Queries for recent changes to wd [UPDATE 12/11/2017 - New tool has just been released https://tools.wmflabs.org/wikidata-todo/sparql_rc.php]

Spreadsheet interface

Sandbox for ingesting the data before

mass revert of own edits in batch

there is the gadget Smart Rollback: https://meta.wikimedia.org/wiki/User:Hoo_man/Scripts/Smart_rollback

Discussion about Topic 3: Lots of data processing is needed by people with advanced spreadsheet and/or coding skills

experience/known problems
users confused, don't know how to proceed, which steps to take in which order, documentation is too general to provide sufficient guidance
knowledge about how successful projects prepared and uploaded data in a specific domain is not necessarily documented and available so that each new project must reinvent the wheel (even though it already exists)
Excel skills and skills in data matching, which do not necessarily involve coding, seem to be especially important
tool-centric approach as opposed to a user-needs-centric approach
skill levels of users are very different
datasets and processes differ by domain so a one-size fits all approach problematic
ideas:
systematic approach to gathering user feedback and observing users to see where exactly they are blocked, by domain and skill level, in order to address these first
encourage projects to document the steps they took (including non-technical steps), the people they involved and the methods they used, and make that information available in one easy-to-find place
adapt documentation to different user skill levels
ensure that crucial Excel skills (which anyone can learn) are identified and links to learning material provided (why not links to existing internet tutorials for the specific skills?)
offer specific spreadsheet training
documentation of domain-specific property matching (process)
centralize documentation for in one place
use cases and workflows should drive development
solutions will be domain specific
train network of data uploaders (inspired by Wikipedia model)

What can we do now?

most of the ideas can be put into place

What are we wishing for?

user centered, detailed instructions by domain, accompanied by training or easy access to training material centrally located so easy to find user feedback mecanism

Discussion about Topic 4: How to report metrics for data imports

experience/known problems

It's difficult to find the stats on where data has been used in infoboxes, once this is known page view stats are very easy

It's hard out how much of the dataset has changed since the import (i.e. what percentage of it still perfectly matches the source), and which parts have changed (so you can investiagte and reconcile between Wikidata and the Source)

What can we do now?

Find out which metrics are needed by external organisations

Setup a simple way to present the key metrics (relatively simple dev task using existing APIs)

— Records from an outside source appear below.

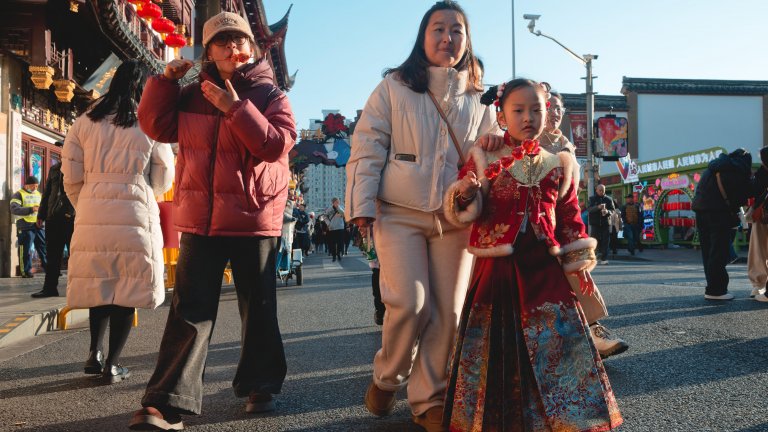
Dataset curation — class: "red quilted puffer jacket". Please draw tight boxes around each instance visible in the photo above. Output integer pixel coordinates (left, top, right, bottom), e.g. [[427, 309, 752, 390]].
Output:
[[138, 61, 296, 237]]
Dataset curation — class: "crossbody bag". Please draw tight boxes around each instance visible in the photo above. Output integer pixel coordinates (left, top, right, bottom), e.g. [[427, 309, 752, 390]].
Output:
[[427, 90, 467, 169]]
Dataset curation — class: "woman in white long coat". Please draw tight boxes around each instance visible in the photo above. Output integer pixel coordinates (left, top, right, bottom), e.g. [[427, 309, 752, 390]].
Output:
[[62, 60, 174, 383]]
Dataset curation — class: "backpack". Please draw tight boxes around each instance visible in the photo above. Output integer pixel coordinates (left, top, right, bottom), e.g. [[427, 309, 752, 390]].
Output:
[[48, 165, 75, 219]]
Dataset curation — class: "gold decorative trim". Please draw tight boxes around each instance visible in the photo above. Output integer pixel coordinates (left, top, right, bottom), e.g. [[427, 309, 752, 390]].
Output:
[[561, 249, 597, 264]]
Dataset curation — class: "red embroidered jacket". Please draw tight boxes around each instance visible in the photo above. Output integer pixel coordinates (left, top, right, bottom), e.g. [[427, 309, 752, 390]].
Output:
[[444, 146, 597, 272]]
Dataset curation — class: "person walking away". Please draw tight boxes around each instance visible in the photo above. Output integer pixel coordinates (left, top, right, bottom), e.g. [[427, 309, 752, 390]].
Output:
[[746, 190, 768, 302], [621, 193, 643, 256], [610, 197, 624, 255], [532, 90, 629, 359], [444, 79, 623, 432], [61, 60, 174, 383], [293, 204, 311, 256], [32, 141, 75, 298], [129, 12, 296, 430], [324, 197, 346, 262], [345, 1, 501, 432], [587, 184, 615, 264], [691, 148, 768, 300], [11, 176, 48, 278]]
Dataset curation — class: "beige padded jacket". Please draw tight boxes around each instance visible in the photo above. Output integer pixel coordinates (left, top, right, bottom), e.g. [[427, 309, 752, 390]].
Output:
[[61, 115, 174, 309], [345, 67, 501, 220]]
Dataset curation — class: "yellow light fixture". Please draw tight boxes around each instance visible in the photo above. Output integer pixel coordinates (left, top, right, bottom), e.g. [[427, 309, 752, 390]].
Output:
[[53, 79, 75, 102], [29, 66, 54, 90]]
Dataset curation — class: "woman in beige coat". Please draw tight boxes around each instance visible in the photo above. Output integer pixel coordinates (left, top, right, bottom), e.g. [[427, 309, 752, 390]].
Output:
[[346, 2, 501, 432], [62, 60, 174, 383]]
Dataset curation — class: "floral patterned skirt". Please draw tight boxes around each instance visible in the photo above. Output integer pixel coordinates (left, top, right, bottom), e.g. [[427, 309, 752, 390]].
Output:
[[444, 227, 622, 432]]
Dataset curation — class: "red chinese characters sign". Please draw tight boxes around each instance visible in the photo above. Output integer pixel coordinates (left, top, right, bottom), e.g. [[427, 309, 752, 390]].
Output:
[[568, 114, 587, 157]]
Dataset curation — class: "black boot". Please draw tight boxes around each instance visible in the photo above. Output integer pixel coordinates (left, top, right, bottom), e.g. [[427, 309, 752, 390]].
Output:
[[32, 288, 59, 298], [83, 350, 104, 375], [101, 365, 131, 384]]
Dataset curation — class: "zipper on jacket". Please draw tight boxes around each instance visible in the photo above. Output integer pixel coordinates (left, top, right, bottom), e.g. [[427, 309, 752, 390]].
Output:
[[205, 113, 221, 236]]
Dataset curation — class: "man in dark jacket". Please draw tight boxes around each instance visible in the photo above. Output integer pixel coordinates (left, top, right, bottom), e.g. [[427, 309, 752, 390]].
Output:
[[32, 141, 75, 298], [621, 194, 643, 255], [587, 185, 616, 264], [691, 149, 768, 300]]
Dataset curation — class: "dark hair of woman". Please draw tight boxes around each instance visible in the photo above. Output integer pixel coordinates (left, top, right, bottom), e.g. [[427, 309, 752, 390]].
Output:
[[87, 59, 149, 128], [480, 78, 551, 111], [384, 0, 483, 93]]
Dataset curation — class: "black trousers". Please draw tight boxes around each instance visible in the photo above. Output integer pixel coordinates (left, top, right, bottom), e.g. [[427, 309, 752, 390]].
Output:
[[43, 217, 75, 293], [328, 229, 345, 258], [696, 212, 733, 295], [141, 233, 286, 414], [591, 225, 611, 260]]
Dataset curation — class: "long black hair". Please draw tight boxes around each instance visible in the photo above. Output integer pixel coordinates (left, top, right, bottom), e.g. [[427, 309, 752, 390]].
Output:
[[384, 0, 483, 93], [87, 59, 149, 128]]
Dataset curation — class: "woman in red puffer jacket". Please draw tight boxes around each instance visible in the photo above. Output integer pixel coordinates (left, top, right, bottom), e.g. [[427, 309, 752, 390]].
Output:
[[130, 12, 296, 430]]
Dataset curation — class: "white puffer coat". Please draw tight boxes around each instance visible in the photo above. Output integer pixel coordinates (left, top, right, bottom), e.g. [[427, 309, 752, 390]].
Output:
[[61, 115, 174, 309]]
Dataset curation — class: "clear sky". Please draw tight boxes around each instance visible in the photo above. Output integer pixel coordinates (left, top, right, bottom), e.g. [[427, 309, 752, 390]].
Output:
[[263, 0, 768, 129]]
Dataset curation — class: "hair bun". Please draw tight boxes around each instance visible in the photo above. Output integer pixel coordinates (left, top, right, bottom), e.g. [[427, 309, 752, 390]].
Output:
[[480, 86, 499, 105]]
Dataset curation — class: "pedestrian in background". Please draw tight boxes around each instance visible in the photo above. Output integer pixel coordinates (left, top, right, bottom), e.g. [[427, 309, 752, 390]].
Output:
[[746, 190, 768, 302], [346, 1, 501, 431], [130, 12, 296, 430], [324, 197, 346, 261], [691, 148, 768, 300], [587, 184, 615, 264], [610, 196, 624, 255], [61, 60, 174, 383], [11, 176, 48, 278], [32, 141, 75, 298]]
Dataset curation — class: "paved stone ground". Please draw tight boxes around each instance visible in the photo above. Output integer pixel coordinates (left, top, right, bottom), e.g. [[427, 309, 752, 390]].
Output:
[[0, 246, 768, 432]]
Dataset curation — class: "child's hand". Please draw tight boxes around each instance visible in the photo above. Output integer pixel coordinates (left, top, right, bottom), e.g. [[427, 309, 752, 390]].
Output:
[[475, 134, 504, 152], [458, 171, 480, 201], [576, 270, 595, 296]]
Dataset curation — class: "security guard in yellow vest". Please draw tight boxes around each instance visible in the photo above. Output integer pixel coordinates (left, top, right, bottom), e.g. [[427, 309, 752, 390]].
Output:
[[11, 176, 48, 278]]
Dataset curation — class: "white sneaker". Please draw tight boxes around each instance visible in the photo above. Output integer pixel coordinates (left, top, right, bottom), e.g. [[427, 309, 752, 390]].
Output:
[[704, 293, 734, 300], [589, 322, 629, 359]]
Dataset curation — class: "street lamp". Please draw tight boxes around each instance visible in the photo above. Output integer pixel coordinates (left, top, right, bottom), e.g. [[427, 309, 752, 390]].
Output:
[[523, 14, 597, 198]]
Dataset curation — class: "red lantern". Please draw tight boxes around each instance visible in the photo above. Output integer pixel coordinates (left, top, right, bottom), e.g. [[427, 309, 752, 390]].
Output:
[[127, 0, 149, 10], [137, 2, 163, 23], [152, 17, 176, 38], [165, 33, 187, 48]]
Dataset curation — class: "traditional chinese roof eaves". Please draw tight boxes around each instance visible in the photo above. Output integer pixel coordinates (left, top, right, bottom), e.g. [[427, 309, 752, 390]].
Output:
[[243, 0, 296, 91], [621, 77, 768, 95], [562, 93, 629, 112], [91, 0, 165, 73]]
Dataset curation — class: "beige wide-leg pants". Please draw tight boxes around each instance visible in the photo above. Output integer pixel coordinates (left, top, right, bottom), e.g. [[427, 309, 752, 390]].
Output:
[[373, 202, 472, 415], [747, 223, 768, 288]]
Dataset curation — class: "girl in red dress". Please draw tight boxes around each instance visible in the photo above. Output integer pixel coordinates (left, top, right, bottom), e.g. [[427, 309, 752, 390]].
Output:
[[444, 79, 622, 432]]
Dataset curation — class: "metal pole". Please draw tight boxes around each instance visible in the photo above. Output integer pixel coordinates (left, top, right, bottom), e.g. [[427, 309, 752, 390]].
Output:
[[584, 54, 595, 198], [511, 0, 517, 79]]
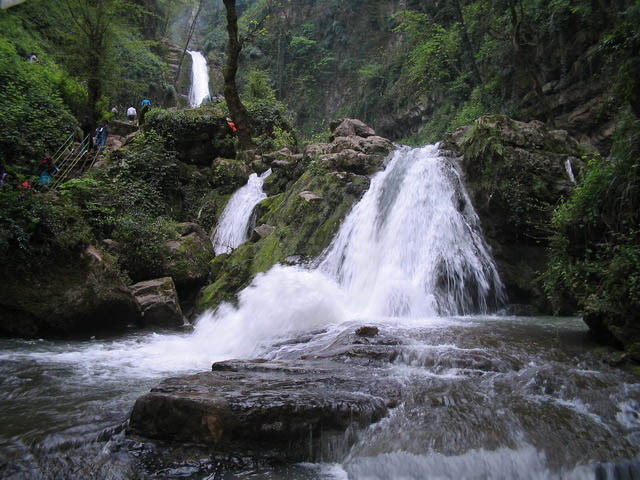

Tool for showing recent changes to a data set [UPDATE 12/11/2017 - New tool has just been released https://tools.wmflabs.org/wikidata-todo/sparql_rc.php]

Organise all of the existing resources and add them to the relevant part of the data import guide

What are we wishing for?

A report button from the data import hub that allows you to see a detialed breakdown of all the relvant stats we can gather

Examples would inlude page views on Wikipedia by language, number of reference URLs linking to data source website (and number of those showing in Wikipedia), etc...

Overview of the session edit

What we can do now

We should develop the data import process in a centralised way, with people using it giving feedback and taking extra care to document their experience to share the probelms and solutions found. Lessons learned need to be reviewed and distilled back in to the documentation.

A simple thing we can do now is put togehter good resources for learnign the spreadsheet skills needed in data importing (which are relatively simple)

A wide range of metrics can already be reported, but we need to find out exaclty what data partner organisations need and all existing metrics resources should be rounded up and added to the data import guide.

A tool for showing recent changes to a data set from a query is greatly needed (and has since been provided by Magnus Manske: https://tools.wmflabs.org/wikidata-todo/sparql_rc.php). This is a huge help for keeping data in sync and metrics reporting. The new tool should be added to the relevant section of the data import guide. The other tool that's been highlighted is the gadget for rolling back a series of edits (https://meta.wikimedia.org/wiki/User:Hoo_man/Scripts/Smart_rollback). This is a vital tool to know about when importing medium or large amounts of data, so should be highlighted in the data import guide.

What we can do in the future

Documentation needs to be completely user centric, and broken down into different tiers by skill level. There should be a range of guides that are domain specific, which are both easy to find and easy to understand (at the skill level they are pitched to). All documentation and guides should be developed with a constant feeback mechanism, learning from the pain/mistakes of the past to improve the model.

The data import hub should be developed into a tool so it's easy to interact with with zero wiki text skills. All metrics reporting, synchronisation tasks etc should all be listed in this central place for each data import. Create a "one click" metrics reporting button avialable straight from the data import hub, giving all the data we can automatically find on exposure of the data set.

Develop a staging area where people can test their imports before 'going live' on Wikidata. This would ideally be a complete mirror of Wikidata, but with the 'tester user' having the data they mock importing show up in their own interface (maybe new items, or edits to existing items). Once you are happy it all looks good, you can click "Publish" to go ahead and update Wikidata.